As a single adult, you have the advantage of capitalizing on your time and resources to invest in yourself in ways that will only improve your present life and your future marriage. Singlehood is an exciting time to strengthen yourself emotionally and spiritually for whatever life brings your way. So, here are some of my thoughts on the matter, and please can you share yours below?:
- Push yourself out of your comfort zone. Try to face down your fears and say yes to things you wouldn’t have before. You’ll meet all sorts of awesome people, expand your range of experiences, and develop self-confidence and independence. You’ll look at yourself in a year from now, whether single or married, and be proud of yourself for overcoming insecurities and grateful for the opportunities you didn’t pass up. You’ll be braver and more willing to take steps that help you in your life’s journey.
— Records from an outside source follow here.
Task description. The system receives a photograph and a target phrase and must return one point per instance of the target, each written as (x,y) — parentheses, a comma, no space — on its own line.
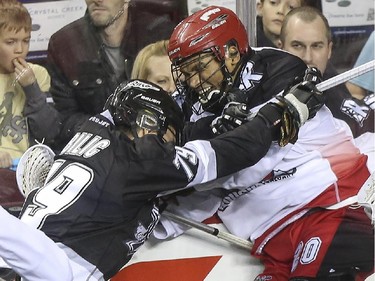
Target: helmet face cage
(143,104)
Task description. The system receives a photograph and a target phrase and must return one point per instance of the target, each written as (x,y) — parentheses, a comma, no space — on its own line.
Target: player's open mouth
(205,94)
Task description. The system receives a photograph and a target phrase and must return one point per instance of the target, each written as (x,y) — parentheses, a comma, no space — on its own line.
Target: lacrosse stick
(366,197)
(243,243)
(33,168)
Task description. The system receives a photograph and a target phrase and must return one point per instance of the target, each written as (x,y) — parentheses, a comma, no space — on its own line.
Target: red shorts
(322,243)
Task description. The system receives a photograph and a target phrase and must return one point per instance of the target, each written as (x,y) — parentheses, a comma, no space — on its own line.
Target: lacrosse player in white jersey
(295,203)
(99,202)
2. Get to know and meet your needs. It’s so hard when all you crave is someone in your life who will understand you, be there for you, and always know what to do to make things better. But as much as we all deeply want to be taken care of, owning your adulthood means knowing that you are responsible for meeting your own needs – material, emotional, and spiritual. Invest generously in yourself, whether that means pursuing a hobby, changing your eating patterns, jogging through the park, or taking yourself shopping. When you feel cared for, you have the space and energy with which to give to others – time, patience, a listening ear. Perl Abramovitz (I love her approach in general) suggests getting to know your own Love Language and finding ways to make sure it is spoken in your life. Self-care is key to maintaining a relationship in the long term. Know and understand that you are worthy of being nurtured. Along these lines…
3. Develop an independent life. What are your interests? What do you want to try? What do you want to learn about? Every relationship benefits from “away time,” whether spent alone or with friends. (And no one appreciates feeling solely responsible for someone else’s fulfillment or happiness). Pursuing what fulfills you and brings you joy will only enhance your relationships.
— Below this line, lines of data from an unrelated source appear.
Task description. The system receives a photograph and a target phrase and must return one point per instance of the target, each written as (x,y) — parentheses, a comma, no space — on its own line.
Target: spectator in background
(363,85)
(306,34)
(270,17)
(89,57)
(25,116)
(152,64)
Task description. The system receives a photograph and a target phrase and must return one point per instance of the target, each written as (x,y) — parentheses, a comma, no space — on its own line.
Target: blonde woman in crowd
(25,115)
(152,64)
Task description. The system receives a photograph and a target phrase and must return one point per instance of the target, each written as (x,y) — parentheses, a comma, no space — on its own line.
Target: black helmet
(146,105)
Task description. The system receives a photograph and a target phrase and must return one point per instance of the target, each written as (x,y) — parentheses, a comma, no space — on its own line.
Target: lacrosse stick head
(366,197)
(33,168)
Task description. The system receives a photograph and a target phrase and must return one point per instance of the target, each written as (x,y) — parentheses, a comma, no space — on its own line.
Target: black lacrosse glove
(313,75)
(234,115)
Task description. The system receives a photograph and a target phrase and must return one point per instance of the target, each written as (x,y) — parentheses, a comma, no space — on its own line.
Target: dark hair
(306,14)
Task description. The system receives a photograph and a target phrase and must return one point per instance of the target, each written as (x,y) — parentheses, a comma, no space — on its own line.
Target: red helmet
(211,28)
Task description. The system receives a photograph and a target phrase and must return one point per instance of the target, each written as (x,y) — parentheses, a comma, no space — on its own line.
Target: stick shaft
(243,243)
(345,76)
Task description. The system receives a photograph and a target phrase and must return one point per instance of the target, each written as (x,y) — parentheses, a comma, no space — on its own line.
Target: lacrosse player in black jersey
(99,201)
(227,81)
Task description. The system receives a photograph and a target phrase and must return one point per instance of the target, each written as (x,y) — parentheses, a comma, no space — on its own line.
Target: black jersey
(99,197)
4. Strengthen and expand your network of friends. Connection to others is invigorating. Be open-minded and curious about what others have to offer. Go to places where you will meet new people. Join a shiur, exercise class, or chesed program. Try to connect with people who are different from you. Be open to making friends who are older or younger than you are. Relationships with others are enriching in so many ways. You will acquire respect for others’ needs that may be different from your own.
5. Find joy. Being single is hard and gets awfully lonely at times. You are definitely entitled to all your feelings and as I’ve mentioned before, it’s important to give space to the full gamut of emotions. However, getting stuck in negativity or despair is just plain misery. Just because something is your right, doesn’t make it pleasant or practical (or attractive). Be judicious about indulging your “right to stew.” Allowing yourself to savor the small things and thank Hashem for the gifts along the way is energizing. Gratitude leads to joy, and joy is beautiful.
6. Work to heal. Everyone struggles with triggers, unhelpful learned patterns, and difficult experiences. It’s hard to face pain, but know that every bit of time and expense you invest in yourself now in order to heal will be repaid one thousand fold in a marriage. The work is always worth it.
7. Live in the moment. Your life is valuable and worth enjoying as it is today. Know that you are loved in the place you are right now. Hashem has a plan for you, now and for your future. Take advantage of your life now and do your best.
What would you add? What have you learned? We’d love if you can share!